О МОДЕЛИРОВАНИИ ПЛЯСКИ ПРОВОДОВ ВОЗДУШНЫХ ЛЭП И ПАРАМЕТРИЧЕСКОМ АНАЛИЗЕ ЭФФЕКТИВНОСТИ МАЯТНИКОВЫХ ГАСИТЕЛЕЙ

Abstract

The paper presents the results of a numerical simulation of the galloping of overhead transmission lines conductors (TLC) with pendulum dampers in order to analyze the efficiency of their application. Studies show that during galloping, along with the pronounced vertical movements of the conductors, there are synchronized torsional vibrations associated with them. Twisting of the conductors leads to an additional increase in the lifting aerodynamic forces and, as a result, the amplitudes of the vibrations in comparison with the clean vertical movement of the conductors. Therefore, the control of torsional vibrations is one of the effective ways to protect the transmission lines conductors from low-frequency oscillations. For this purpose, pendulum dampers of various structural schemes are used. Wires are considered as absolutely flexible threads, which have elasticity for tension and torsion.

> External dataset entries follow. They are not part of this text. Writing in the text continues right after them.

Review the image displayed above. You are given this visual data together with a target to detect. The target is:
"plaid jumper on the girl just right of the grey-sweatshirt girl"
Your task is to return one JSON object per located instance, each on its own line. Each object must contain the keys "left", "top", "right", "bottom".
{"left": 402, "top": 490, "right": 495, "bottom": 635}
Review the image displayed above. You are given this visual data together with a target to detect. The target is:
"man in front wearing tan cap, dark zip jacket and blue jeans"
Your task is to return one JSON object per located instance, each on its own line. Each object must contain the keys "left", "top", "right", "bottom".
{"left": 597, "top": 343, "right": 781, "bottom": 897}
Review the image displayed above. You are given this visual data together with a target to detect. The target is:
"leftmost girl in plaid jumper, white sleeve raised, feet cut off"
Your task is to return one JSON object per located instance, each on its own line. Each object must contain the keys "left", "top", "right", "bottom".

The tension within the span is considered constant. It is assumed that the points of the conductor axis move only in a plane that is perpendicular to the longitudinal axis. The equations of dynamics in partial derivatives describing translational and torsional vibrations of a wire are written. To account for the dampers, the conductor is divided into sections between which the dampers are placed. The equations of dampers motion under the action of the conductors are written. The numerical integration procedure is based on the finite-difference analogue of the obtained oscillation equations. As a result of the numerical experiments for single conductors, the scheme is justified for the joint installation of vertical and horizontal pendulums and their parameters, under which low-frequency oscillations of conductors of the most dangerous forms of galloping are successfully damped. The initial installation angles are determined for horizontal pendulums which are most effective for detuning torsional and transverse oscillations.